Having heard Joyce Yang performance of this concerto with Eri Klas and the Estonian SO at Cerritos, I feel her account at the Bowl was a stronger, more dynamic account (I did benefit from the fact that my seat was close enough to the stage that the amplification system had minimal influence on the sonics).

Compared to other more traditional Rachmaninov Concerto performances, her playing is somewht delicate and nuanced, which promotes the exposure of the sirenity and beauty in Rachmaninov's music (a programming point that Maestro Harth-Bedoya brought forward in the concert opening introduction). Too often Rachmaninov Concerto performances become victims of bombastic and indulgent pianism.

Ms. Yang's style frames the notes and allows one to relish the sublime beauty and clear detail of some of Rachmaninov's musical phrasing.

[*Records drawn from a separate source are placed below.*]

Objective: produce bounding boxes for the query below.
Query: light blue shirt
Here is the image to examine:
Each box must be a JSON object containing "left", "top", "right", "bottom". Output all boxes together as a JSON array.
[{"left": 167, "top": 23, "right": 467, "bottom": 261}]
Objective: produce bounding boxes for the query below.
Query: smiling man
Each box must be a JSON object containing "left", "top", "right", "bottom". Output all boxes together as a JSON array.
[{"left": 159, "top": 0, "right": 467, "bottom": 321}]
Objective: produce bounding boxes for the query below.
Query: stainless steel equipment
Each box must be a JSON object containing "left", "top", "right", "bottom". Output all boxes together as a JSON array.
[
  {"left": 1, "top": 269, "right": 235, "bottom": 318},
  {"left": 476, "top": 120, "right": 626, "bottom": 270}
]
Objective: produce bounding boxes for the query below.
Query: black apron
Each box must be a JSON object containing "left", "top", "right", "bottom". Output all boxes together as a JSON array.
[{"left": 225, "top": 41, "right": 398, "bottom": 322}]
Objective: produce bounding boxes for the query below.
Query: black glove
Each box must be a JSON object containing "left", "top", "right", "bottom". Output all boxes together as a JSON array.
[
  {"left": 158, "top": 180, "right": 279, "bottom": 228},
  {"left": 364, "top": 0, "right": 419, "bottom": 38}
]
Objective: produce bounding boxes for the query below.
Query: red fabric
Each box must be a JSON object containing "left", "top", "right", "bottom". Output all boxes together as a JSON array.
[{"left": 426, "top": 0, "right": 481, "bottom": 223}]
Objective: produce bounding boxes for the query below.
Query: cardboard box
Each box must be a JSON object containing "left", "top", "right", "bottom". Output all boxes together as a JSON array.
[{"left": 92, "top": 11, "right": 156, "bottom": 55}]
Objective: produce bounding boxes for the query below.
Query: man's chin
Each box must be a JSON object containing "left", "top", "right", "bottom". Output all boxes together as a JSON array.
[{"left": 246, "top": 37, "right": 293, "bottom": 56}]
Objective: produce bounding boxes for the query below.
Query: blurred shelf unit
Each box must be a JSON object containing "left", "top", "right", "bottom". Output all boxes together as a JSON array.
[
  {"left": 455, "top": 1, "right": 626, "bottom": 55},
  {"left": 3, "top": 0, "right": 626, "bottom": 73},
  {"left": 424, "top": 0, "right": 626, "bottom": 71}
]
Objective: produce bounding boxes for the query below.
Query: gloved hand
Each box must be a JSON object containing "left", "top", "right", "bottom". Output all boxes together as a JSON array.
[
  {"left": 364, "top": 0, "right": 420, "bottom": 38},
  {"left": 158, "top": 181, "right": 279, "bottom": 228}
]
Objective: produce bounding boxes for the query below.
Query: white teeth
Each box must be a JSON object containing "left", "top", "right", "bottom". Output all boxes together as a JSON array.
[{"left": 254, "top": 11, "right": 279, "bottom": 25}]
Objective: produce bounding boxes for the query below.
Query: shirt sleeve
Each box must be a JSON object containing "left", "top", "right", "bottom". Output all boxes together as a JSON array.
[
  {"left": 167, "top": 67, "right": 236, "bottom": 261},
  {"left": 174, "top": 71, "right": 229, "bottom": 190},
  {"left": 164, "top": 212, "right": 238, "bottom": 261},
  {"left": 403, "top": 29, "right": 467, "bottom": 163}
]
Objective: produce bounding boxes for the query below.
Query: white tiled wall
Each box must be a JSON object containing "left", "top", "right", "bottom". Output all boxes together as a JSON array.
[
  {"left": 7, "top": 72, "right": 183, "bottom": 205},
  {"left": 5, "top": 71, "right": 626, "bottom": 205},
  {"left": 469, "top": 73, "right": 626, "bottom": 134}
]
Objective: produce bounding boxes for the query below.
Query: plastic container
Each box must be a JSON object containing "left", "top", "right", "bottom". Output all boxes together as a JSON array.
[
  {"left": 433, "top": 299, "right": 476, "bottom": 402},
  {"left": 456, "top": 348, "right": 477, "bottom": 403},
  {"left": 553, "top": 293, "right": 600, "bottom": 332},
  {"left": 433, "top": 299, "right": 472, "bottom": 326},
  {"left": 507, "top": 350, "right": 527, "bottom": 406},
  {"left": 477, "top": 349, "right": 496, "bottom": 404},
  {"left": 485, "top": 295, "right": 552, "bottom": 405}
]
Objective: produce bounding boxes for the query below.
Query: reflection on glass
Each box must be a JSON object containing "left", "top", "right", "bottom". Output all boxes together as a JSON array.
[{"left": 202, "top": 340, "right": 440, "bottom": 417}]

Definitely not your thundering "Power Chords" version of Rachmaninov; but rather a welcome and non indulgent contrast to that style for this listener. I would term it a more classically-oriented approach to a work rooted in Romanticism but containing some great Classical stylistic elements.

What Mr. Schultz termed as skimming seemed more a case of fluidity in my view, which added to the energy and pace of the performance.

Equally rewarding was Martin Chalifour's solo contributions to "Schererazade", which I concur that the playing was nimble, yet refined.

The color of instrumentation that Rimsky-Korsakov brings to this work makes it a great introductory piece for any new concertgoer.

Both works were performed with good balance between the solo passages and orchestral accompaniment.

Kudos to Mr. Schultz for identifying Joyce Yang's piano encore work of the Schumann; it was difficult to hear all of Ms. Yang's announcement of the encore work from the piano bench. A detail that is part of a good concert review.